Central to this is the new PowerEdge XE9680L server, a version of the XE9680, a 6U system that can hold up to eight Nvidia Tensor Core H100 GPUs and which Dell has called its flagship accelerated box for training generative AI models, customizing models, and large-scale AI workloads. The new server comes in a 4U form factor and can house up to eight of Nvidia’s “Blackwell” B100 and B200 GPUs – powerful AI chips rolled out at GTC in March – bring a 33 percent increase in the GPU-per-node density. The density is helped by the direct liquid cooling (DLC) for the system’s CPUs and GPUs.

There will be variants of the XE9680L, including air-cooled designs that can support 64 GPUs in a single rack, or the liquid-cooled version that can include up to 72 Blackwell GPUs per rack. The new server will be available in the second half of the year.

The vendor also launched its own Dell AI Factory that, liked the AI factory with Nvidia, is aimed at helping enterprises more easily build on-premises infrastructure and ease the adoption of AI technologies through repeatable processes. “While everybody’s data is unique, the problems they’re trying to solve and most of the use cases tend to be pretty common across certain industries,” Michael Dell said. “We’re seeing a lot of repeatable things.”

That repeatable nature of the AI factory idea will be important as more enterprises not only adopt generative AI in their businesses, but likely will need more than one such factory in their datacenter environments, according to Jeff Clarke, Dell vice chairman and chief operating officer. There is not set SKU for Dell AI Factories. It can be adapted to the particular needs of an enterprise.

“You can imagine a world where there’s a big factory in the corporate datacenter [and] there are AI factories in factories, in hospitals, running specific workloads, ultimately taking AI to where the data is created,” Clarke said. “Ultimately, AI is going to where the data is being created so we can triage and take advantage of it there to drive real-time insights to help customers extract that value from it.”

Dell is stretching its AI factories across datacenters, clouds, and the edge and included the PowerScale F910 all-flash file storage, a dense and high-performing storage system that includes DDR5 memory, PCI-Express 5.0 interconnect, and 24 NMV-Express SSDs in a 2U rack that comes with up to 1.47 PB in a single node. There also is Project Lightning, which will bring a parallel file system for unstructured data to the PowerScale portfolio that will help organizations accelerate model training for the largest AI workloads.

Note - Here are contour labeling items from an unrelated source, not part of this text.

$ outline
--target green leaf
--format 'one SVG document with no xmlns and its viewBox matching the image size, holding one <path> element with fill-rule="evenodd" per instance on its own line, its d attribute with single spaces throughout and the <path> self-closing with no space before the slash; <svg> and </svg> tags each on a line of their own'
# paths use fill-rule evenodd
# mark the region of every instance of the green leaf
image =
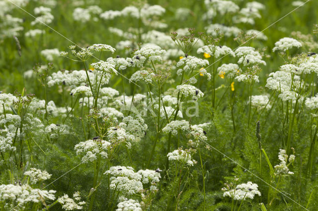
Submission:
<svg viewBox="0 0 318 211">
<path fill-rule="evenodd" d="M 268 157 L 267 156 L 267 154 L 265 152 L 265 150 L 264 149 L 262 149 L 262 151 L 264 153 L 265 155 L 265 157 L 266 158 L 266 161 L 267 161 L 267 163 L 268 164 L 268 166 L 269 166 L 269 172 L 270 173 L 270 175 L 272 177 L 274 176 L 274 169 L 273 168 L 273 166 L 270 163 L 270 161 L 269 161 L 269 159 L 268 158 Z"/>
<path fill-rule="evenodd" d="M 262 210 L 262 211 L 267 211 L 267 210 L 266 210 L 266 208 L 265 207 L 265 205 L 264 205 L 264 204 L 263 203 L 260 203 L 260 209 Z"/>
</svg>

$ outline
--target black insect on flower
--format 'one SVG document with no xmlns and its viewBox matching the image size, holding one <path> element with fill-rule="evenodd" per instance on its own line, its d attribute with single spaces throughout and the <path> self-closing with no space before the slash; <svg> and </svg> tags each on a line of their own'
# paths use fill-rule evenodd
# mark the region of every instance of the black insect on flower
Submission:
<svg viewBox="0 0 318 211">
<path fill-rule="evenodd" d="M 315 52 L 313 52 L 312 53 L 310 53 L 309 54 L 307 54 L 307 56 L 311 56 L 312 55 L 316 55 L 317 54 L 317 53 L 315 53 Z"/>
</svg>

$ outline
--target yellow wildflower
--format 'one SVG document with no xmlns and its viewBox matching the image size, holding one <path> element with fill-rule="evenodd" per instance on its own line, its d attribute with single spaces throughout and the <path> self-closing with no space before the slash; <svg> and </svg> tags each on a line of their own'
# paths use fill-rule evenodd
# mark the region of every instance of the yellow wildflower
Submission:
<svg viewBox="0 0 318 211">
<path fill-rule="evenodd" d="M 220 74 L 219 74 L 219 76 L 221 78 L 224 78 L 224 75 L 225 75 L 225 73 L 223 71 L 221 72 Z"/>
<path fill-rule="evenodd" d="M 204 67 L 201 67 L 201 69 L 200 69 L 200 75 L 201 76 L 204 76 L 204 75 L 203 74 L 203 73 L 201 72 L 201 70 L 204 70 Z"/>
<path fill-rule="evenodd" d="M 203 56 L 206 58 L 210 58 L 211 57 L 211 55 L 207 53 L 203 53 Z"/>
</svg>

The PowerSwitch Z9864F-ON is based on Broadcom’s Tomahawk 5 chipset to support 400 Gb/sec and 800 Gb/sec switching, while the PowerEdge XE9680 supports Broadcom’s PCI-Express Gen 5.0 400 Gb/sec Ethernet adapters.

In another nod to the effort to push AI capabilities out to where the data is generated, Dell is rolling out five PCs and workstations in its Inspiron, XPS, and Latitude lines that will include Qualcomm’s latest Snapdragon X-Series Plus NPUs (neural processing units) to complement the CPUs and GPUs they already run. With the latest silicon, some of the systems will be able to run 13 billion parameter models at 45 TOPS, according to Sam Grocott, senior vice president of product marketing at Dell.

The systems also are part of Microsoft’s new Copilot+ PC designs, AI-powered systems that the enterprise software maker introduced this week. Dell is among a number of PC makers – along with HP, Lenovo, Samsung, Acer, and Asus – rolling out these PCs.

Dell’s AI PC strategy includes an expanding partner ecosystem, including Hugging Face, the top repository of open large language models and AI code that now includes Dell Enterprise Hub, as well as Meta with its Llama 3 model and an AI project with Microsoft Azure to accelerate such AI service as speech transcription and translation.